Le jour anniversaire de la naissance de Jeanne, dès l’aurore, la promenade du « Gravier » d’Agen retentit. Une joie gasconne montait de cette courte foule qui s’entrecroisait dans des bondissements, cherchait ses places, s’attardait à rire par groupes, s’éparpillait au signe des capitaines, mêlait et confondait ses accoutrements, ses panaches, ses types, ses jurons, ses gestes et ses voix. Dans la foule passaient au trot de claires armures ; la corne d’une moustache traversait une bourguignotte, un morion, le fermait d’un casque. À leurs plumes se reconnaissaient les chefs : le grand et fameux d’Aubeterre, Espaon, les deux Vic, comte de Cahuzac, baron de Castelferrus, Musculdy, Uzer, Biscarone, chevalier de Saint-Cricq, baron de Ponsempère, Argut-Dessus, marquis de Marestaing, les capitaines Encausse, d’Estancarbon, Loup, Sost, Illeu, Castetinerle, Attus et Le Puycasquier-de-Fleurance-Haute surnommé « Nocturne », les plus beaux poignets de Gascogne.

Enfin tout se rallia. Le tumulte peu à peu fondit en un murmure immobile. À gauche, sur deux rangs, trois cornettes de cavalerie s’avancèrent chevau-légers, gendarmes, arquebusiers à cheval ou carabins, et à droite, en même ordonnance, trois enseignes d’infanterie : deux de piquiers — officiers portant l’esponton — et une d’arquebusiers.

Ces bandes resplendissaient. Les chevau-légers, sur de bonnes bêtes osseuses aux reins doubles, apparaissaient armés de courtes arquebuses et de longs pistolets à rouet.

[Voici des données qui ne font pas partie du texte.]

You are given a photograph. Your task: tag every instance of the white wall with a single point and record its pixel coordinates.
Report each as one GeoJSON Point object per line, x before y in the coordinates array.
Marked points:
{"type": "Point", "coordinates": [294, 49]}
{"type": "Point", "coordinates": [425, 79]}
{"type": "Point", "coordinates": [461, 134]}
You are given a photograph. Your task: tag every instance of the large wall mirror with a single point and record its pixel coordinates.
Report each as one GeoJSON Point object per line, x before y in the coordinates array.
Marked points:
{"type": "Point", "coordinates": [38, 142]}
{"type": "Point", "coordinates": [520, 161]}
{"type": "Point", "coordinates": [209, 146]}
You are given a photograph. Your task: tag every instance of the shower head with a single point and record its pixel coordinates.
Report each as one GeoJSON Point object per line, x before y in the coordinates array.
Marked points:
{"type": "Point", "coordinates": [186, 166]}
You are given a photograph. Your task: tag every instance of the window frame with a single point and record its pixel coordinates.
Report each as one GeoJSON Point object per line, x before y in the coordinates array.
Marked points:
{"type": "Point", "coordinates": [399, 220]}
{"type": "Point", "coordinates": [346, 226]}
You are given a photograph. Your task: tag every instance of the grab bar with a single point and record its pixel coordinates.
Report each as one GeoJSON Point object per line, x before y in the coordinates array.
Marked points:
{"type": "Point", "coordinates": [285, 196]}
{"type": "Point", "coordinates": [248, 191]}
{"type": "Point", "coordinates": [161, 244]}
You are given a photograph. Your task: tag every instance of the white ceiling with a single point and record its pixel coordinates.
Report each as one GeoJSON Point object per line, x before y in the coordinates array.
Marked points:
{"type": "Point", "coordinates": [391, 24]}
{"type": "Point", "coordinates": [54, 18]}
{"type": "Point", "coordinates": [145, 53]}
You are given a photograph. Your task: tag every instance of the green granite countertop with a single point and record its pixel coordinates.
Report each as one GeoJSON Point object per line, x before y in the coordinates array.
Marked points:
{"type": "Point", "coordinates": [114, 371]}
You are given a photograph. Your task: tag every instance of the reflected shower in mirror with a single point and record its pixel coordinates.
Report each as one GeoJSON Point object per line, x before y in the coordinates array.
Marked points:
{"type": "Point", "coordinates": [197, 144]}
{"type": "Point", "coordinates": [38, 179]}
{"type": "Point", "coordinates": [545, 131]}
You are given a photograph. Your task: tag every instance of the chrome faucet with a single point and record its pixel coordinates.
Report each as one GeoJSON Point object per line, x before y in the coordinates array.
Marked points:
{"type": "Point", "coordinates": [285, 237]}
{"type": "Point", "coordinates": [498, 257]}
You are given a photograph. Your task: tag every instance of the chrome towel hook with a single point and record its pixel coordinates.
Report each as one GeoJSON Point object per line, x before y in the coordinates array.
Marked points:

Ils avaient, cuirasse et brassards, le hausse-col d’acier engravé de noms féminins, l’épée robuste et le marteau d’armes. Presque tous ceux-là étaient petits nobles.

Les grands gendarmes, armés à cru, l’écharpe flottante sur la cuirasse, bravaient en s’appuyant d’un poing sur leur épée d’arçon, lourde, à deux tranchants, et caressaient de leur main de bride les quatre longs coutelas destinés à couper les mailles des piétons et des cavaliers. Leurs chevaux terribles comme eux faisaient corps avec leurs armures, la plupart gris fer, aux yeux sortis, reins avalés, queues longues, la gueule fendue et les épaules droites, gros mangeurs qui savaient à fond les contremarches guerrières. Cent cinquante lances suivaient leur compagnie.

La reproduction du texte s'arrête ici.